Tr. 1817:17-1818:4. The second reference was similar (and grouped Dr. Rhine’s
testimony with the testimony of Dr. Levisohn, to which the Lintons did not object):
I would encourage you all to listen – Number one to the only
Neonatologist who testified in this case, Doctor Rhine, to our Pediatric
Neurologist, Doctor Levisohn, who told you that the evidence in this
case is that Nicholas did not have symptoms, did not have neurologic
syndrome at birth, and therefore did not suffer an intra-birth or a
birthing process injury to his brain. What is more likely, you
remember the blood pressures we showed you. Remember the low
pCO2 on the second day of life.
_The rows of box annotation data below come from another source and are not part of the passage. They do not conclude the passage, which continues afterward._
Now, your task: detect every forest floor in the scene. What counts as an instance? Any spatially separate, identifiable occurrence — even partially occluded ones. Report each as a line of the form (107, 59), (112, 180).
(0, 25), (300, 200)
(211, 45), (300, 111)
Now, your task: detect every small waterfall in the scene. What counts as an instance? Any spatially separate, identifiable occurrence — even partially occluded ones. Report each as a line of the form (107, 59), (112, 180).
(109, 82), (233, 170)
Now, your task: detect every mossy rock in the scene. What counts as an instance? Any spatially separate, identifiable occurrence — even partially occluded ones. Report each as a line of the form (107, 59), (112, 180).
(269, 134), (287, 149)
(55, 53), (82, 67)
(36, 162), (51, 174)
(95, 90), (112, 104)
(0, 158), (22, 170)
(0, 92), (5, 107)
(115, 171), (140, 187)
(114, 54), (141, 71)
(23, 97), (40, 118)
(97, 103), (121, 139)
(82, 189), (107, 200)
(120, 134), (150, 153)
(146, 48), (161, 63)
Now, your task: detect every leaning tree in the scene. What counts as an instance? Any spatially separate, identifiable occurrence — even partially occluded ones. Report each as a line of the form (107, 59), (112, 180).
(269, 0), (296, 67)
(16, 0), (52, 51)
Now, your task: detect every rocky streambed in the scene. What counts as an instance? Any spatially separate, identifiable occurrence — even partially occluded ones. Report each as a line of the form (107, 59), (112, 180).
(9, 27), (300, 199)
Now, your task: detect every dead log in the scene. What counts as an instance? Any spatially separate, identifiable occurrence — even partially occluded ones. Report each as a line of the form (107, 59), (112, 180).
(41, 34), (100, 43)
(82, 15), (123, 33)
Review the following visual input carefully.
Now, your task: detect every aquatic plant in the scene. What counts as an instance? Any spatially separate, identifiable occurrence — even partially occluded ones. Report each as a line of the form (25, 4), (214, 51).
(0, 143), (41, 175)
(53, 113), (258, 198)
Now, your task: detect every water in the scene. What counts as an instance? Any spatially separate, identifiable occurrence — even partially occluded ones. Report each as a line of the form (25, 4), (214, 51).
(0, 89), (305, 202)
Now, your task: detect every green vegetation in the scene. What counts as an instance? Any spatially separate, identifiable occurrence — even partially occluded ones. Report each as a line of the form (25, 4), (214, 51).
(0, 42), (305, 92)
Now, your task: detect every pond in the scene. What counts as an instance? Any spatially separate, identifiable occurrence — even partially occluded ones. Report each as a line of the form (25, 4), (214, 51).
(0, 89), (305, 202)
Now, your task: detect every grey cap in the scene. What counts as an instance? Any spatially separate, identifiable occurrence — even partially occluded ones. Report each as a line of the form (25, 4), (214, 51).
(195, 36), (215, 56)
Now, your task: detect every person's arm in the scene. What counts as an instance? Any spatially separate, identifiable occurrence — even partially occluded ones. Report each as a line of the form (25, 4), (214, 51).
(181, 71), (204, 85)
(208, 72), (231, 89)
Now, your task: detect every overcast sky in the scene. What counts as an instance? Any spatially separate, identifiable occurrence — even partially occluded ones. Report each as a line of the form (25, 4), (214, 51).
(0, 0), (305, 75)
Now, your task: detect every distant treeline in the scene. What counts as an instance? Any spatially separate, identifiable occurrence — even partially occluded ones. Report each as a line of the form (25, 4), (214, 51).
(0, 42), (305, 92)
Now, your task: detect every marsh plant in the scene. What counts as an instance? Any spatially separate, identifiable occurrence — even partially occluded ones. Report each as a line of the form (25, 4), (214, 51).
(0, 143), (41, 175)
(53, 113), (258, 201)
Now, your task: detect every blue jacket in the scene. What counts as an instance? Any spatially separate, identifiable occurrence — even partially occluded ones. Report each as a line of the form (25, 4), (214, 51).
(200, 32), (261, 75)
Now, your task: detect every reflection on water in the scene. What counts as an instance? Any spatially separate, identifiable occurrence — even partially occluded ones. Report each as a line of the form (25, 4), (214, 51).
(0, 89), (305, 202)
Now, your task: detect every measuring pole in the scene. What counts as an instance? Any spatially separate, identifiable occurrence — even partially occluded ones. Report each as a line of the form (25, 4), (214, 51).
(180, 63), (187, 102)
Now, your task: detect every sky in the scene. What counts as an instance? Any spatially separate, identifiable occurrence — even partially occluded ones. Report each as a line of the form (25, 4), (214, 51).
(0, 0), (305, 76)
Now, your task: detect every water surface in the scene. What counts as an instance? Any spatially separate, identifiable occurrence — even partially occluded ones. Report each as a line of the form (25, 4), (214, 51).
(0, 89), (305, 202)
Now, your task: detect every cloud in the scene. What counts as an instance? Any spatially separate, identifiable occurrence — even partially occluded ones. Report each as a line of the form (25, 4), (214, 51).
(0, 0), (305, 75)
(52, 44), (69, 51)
Those are much much more likely, as
you've heard the testimony, factors that would be included in
analyzing why Nicholas has periventricular leukomalacia today.
24
Tr. 1844:2-15. These limited references belie the majority’s claim that Dr. Rhine’s
testimony was somehow the centerpiece of the defense case.
Conclusion
The judgment of the circuit court should be affirmed. The court did not abuse
its discretion in admitting the testimony of Dr. William Rhine concerning other
potential causes of Nicholas Linton’s brain injury. That testimony was expressly
authorized by two controlling decisions of the Missouri Supreme Court, by a host of
later Missouri cases which follow them, and by the overwhelming weight of
authority across the country. Even if admission of Dr. Rhine’s testimony was
erroneous, its admission cannot justify reversal of a jury verdict reached after a
two-week trial, where the Linton’s challenge only a portion of Dr. Rhine’s testimony,
he was merely one of five defense causation experts, and where another defense
expert offered virtually identical testimony without objection.